5 Open-Source Projects That Keep the Internet Running

Key Takeaways

- DNS software like BIND 9, Unbound, and PowerDNS translates domain names into IP addresses for virtually every web request
- Apache and NGINX serve the majority of websites worldwide as open-source web server software
- OpenSSL handles the encryption that secures most HTTPS connections across the internet
Open-source software runs the internet. Not in a vague, philosophical sense. The actual infrastructure that translates domain names, serves web pages, and encrypts your data relies on free, community-maintained code. If these projects disappeared tomorrow, the web would stop working.
Most people never see this software. They type a URL, hit enter, and a webpage appears. But between that keystroke and the loaded page, several open-source projects do the heavy lifting.

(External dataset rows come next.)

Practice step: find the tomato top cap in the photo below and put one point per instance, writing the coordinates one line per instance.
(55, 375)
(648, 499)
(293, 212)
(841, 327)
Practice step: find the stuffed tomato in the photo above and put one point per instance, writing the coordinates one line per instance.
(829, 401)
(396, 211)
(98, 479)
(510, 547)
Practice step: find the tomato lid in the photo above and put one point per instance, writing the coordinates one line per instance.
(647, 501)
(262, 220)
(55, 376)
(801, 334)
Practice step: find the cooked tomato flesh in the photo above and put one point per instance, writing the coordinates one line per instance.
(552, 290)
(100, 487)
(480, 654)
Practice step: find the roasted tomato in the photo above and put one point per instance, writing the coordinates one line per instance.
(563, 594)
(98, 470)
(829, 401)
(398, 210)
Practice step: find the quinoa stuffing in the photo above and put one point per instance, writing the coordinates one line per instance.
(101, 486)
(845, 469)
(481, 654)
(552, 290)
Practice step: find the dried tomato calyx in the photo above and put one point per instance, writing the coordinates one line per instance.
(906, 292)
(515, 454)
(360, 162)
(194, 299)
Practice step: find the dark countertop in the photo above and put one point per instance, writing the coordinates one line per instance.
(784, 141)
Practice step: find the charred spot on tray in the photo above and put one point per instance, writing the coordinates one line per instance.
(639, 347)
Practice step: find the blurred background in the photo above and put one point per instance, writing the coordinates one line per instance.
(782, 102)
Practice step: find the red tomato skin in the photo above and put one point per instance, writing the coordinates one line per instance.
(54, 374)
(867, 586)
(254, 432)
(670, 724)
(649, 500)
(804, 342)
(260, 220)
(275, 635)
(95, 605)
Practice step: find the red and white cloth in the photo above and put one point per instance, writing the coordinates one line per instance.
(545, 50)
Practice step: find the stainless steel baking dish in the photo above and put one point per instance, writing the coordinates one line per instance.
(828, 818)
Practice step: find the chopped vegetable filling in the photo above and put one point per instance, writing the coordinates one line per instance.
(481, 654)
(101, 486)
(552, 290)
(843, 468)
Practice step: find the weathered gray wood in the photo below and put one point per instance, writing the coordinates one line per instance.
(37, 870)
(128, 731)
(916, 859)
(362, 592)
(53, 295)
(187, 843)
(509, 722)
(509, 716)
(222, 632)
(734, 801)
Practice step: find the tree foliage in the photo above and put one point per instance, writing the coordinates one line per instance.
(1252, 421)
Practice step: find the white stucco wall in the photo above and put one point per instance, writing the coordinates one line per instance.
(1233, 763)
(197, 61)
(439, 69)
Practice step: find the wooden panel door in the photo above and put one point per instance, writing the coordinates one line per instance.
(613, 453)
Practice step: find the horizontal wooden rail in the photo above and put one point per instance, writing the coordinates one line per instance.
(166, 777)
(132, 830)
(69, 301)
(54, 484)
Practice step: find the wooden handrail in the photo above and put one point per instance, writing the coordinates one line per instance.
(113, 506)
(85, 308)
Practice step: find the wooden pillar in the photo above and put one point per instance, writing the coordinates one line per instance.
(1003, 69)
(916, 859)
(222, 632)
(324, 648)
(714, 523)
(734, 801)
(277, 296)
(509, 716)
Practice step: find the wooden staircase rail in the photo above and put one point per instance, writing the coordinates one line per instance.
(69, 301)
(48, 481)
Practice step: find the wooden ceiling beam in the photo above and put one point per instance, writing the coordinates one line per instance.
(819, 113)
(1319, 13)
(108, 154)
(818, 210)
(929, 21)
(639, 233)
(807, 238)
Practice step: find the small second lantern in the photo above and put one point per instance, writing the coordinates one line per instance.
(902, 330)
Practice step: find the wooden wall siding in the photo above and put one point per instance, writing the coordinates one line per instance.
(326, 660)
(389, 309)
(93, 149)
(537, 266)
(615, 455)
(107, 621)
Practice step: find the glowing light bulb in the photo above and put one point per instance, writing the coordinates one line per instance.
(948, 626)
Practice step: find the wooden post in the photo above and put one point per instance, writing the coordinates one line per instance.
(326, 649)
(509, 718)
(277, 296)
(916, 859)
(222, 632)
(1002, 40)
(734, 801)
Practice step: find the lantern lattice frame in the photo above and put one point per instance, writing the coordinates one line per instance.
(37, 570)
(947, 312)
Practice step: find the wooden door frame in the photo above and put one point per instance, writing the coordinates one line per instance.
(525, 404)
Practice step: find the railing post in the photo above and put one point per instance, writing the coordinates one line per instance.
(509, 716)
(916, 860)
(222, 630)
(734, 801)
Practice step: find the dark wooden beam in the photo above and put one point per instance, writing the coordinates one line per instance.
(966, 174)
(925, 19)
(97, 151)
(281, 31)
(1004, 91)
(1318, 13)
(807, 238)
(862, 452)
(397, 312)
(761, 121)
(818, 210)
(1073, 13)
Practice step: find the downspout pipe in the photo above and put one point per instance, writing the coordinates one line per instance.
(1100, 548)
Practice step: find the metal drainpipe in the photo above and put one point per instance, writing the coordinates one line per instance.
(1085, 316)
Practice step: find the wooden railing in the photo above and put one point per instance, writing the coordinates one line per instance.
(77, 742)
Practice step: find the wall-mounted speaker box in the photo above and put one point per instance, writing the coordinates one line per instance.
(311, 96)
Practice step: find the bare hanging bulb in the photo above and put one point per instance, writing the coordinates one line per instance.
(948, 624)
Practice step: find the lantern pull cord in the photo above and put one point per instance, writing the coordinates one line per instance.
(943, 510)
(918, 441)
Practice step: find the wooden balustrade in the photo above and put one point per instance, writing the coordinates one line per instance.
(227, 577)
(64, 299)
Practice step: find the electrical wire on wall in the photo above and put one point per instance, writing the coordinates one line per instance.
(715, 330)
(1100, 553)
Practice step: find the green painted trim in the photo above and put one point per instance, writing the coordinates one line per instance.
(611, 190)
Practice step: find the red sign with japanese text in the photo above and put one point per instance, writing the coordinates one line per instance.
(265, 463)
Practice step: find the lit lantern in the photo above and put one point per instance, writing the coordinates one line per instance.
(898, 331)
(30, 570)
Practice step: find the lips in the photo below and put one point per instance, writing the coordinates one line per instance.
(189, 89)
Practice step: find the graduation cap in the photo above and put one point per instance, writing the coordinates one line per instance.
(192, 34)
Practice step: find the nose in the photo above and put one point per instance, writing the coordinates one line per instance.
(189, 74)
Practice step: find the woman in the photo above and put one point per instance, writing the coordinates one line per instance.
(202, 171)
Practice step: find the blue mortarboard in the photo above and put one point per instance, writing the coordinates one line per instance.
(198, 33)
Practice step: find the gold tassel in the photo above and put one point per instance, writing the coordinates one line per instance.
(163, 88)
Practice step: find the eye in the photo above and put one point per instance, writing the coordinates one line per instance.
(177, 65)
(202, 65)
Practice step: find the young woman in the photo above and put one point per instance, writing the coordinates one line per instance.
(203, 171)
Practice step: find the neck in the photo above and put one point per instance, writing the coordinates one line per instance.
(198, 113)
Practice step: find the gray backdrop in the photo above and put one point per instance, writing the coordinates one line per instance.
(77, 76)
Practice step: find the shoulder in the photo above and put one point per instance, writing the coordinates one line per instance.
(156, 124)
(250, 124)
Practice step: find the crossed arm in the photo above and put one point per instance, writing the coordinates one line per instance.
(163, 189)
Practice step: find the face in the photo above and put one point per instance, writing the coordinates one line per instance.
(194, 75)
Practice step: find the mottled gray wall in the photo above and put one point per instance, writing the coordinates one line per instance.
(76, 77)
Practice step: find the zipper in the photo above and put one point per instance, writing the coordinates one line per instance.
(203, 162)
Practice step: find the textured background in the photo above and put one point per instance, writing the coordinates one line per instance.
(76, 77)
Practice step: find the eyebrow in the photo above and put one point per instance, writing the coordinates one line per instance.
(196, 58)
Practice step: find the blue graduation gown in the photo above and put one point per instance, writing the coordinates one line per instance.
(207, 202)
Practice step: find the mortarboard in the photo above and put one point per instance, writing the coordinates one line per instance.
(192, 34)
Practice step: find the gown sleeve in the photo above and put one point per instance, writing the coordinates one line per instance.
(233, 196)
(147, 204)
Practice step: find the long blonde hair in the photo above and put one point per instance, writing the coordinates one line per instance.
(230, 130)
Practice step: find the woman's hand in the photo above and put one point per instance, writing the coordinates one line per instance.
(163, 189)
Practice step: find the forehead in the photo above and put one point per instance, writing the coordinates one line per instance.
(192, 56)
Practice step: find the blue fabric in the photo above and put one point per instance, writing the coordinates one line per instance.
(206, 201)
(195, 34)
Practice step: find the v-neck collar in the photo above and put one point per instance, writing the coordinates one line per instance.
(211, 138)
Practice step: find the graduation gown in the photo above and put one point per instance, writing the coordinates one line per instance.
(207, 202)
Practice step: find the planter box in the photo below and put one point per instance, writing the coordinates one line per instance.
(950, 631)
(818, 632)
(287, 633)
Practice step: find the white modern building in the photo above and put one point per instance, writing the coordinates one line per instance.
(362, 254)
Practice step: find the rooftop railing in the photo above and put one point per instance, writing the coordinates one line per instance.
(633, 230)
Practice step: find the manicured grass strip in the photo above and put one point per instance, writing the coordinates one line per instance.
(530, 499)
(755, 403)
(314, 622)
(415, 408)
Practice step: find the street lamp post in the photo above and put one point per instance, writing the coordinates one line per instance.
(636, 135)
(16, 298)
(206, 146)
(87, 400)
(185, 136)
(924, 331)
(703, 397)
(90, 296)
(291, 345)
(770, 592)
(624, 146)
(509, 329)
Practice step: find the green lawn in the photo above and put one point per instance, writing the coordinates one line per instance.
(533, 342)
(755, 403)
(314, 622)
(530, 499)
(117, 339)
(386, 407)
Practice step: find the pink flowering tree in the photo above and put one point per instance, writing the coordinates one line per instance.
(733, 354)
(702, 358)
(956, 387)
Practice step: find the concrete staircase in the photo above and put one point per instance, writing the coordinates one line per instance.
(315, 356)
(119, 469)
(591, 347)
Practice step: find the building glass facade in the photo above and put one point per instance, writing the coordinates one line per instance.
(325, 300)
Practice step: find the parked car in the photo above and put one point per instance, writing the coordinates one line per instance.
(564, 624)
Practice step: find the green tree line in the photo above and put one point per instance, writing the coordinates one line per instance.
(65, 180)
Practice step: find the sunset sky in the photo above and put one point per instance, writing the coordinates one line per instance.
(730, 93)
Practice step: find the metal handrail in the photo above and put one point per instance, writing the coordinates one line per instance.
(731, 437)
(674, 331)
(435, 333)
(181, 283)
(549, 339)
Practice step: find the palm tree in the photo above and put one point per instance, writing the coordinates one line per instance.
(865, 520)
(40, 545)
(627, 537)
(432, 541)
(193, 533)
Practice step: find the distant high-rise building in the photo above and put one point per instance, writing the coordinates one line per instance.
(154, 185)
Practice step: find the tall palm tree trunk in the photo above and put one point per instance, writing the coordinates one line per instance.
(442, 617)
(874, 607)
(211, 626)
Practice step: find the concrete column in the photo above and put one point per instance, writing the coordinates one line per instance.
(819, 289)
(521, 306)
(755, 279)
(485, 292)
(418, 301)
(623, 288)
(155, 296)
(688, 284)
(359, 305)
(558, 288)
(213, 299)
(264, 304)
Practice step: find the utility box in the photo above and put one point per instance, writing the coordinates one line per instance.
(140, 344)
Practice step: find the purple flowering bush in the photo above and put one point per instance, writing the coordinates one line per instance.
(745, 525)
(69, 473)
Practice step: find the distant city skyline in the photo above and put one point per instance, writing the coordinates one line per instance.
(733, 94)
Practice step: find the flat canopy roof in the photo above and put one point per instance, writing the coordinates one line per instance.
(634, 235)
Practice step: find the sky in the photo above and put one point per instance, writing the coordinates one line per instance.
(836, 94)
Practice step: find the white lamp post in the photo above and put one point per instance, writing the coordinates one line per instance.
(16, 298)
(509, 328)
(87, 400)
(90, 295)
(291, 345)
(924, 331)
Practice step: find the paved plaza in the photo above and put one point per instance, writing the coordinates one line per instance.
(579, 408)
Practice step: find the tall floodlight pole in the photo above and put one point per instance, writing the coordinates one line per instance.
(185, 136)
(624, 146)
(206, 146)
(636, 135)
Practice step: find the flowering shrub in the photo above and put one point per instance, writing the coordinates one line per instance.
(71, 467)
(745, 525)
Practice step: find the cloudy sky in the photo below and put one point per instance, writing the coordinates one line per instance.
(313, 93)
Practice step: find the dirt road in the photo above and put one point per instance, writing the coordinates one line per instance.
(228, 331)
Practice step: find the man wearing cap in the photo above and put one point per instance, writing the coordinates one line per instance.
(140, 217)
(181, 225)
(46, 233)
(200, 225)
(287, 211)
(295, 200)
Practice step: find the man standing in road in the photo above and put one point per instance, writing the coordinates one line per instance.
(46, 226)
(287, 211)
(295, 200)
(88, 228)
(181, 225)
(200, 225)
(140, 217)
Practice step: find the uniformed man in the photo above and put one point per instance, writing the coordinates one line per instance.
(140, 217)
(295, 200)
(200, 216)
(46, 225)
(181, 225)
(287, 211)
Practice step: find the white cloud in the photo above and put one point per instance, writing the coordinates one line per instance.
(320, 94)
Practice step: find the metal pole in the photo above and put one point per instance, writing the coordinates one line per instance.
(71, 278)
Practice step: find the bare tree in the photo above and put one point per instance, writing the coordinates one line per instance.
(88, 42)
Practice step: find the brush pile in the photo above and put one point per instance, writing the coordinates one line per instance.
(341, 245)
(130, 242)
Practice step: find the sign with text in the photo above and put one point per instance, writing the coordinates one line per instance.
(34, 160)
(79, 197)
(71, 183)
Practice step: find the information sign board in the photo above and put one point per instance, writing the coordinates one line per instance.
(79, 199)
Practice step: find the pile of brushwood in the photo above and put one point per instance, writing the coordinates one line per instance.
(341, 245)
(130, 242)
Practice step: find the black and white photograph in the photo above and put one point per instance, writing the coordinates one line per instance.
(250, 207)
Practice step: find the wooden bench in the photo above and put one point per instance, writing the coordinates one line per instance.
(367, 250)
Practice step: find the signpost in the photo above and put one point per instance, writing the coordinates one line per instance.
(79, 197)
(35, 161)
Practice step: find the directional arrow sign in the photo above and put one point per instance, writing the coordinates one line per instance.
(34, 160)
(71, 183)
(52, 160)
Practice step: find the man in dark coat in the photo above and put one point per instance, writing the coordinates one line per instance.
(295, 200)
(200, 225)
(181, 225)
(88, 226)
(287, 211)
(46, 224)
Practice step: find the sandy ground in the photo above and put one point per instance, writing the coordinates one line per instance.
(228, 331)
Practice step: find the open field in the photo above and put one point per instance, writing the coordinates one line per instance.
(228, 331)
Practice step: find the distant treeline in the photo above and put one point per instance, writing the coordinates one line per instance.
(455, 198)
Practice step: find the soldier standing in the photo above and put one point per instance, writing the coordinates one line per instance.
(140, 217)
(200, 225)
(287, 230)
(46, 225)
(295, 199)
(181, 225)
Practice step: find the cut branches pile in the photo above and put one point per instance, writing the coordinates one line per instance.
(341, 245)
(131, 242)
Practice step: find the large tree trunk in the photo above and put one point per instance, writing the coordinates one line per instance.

Here are five that matter most.
DNS Software: The Internet's Phone Book
Every time you type a web address, something has to translate "howtogeek.com" into an IP address your browser can actually connect to. That's the Domain Name System. It works like the phone directories people used before smartphones. You know the name, DNS finds the number.
Three open-source projects handle most of this work: BIND 9, Unbound, and PowerDNS. BIND 9 has been around since the 1980s and remains the most widely deployed DNS software. Unbound focuses on security and validation. PowerDNS offers flexibility for complex setups.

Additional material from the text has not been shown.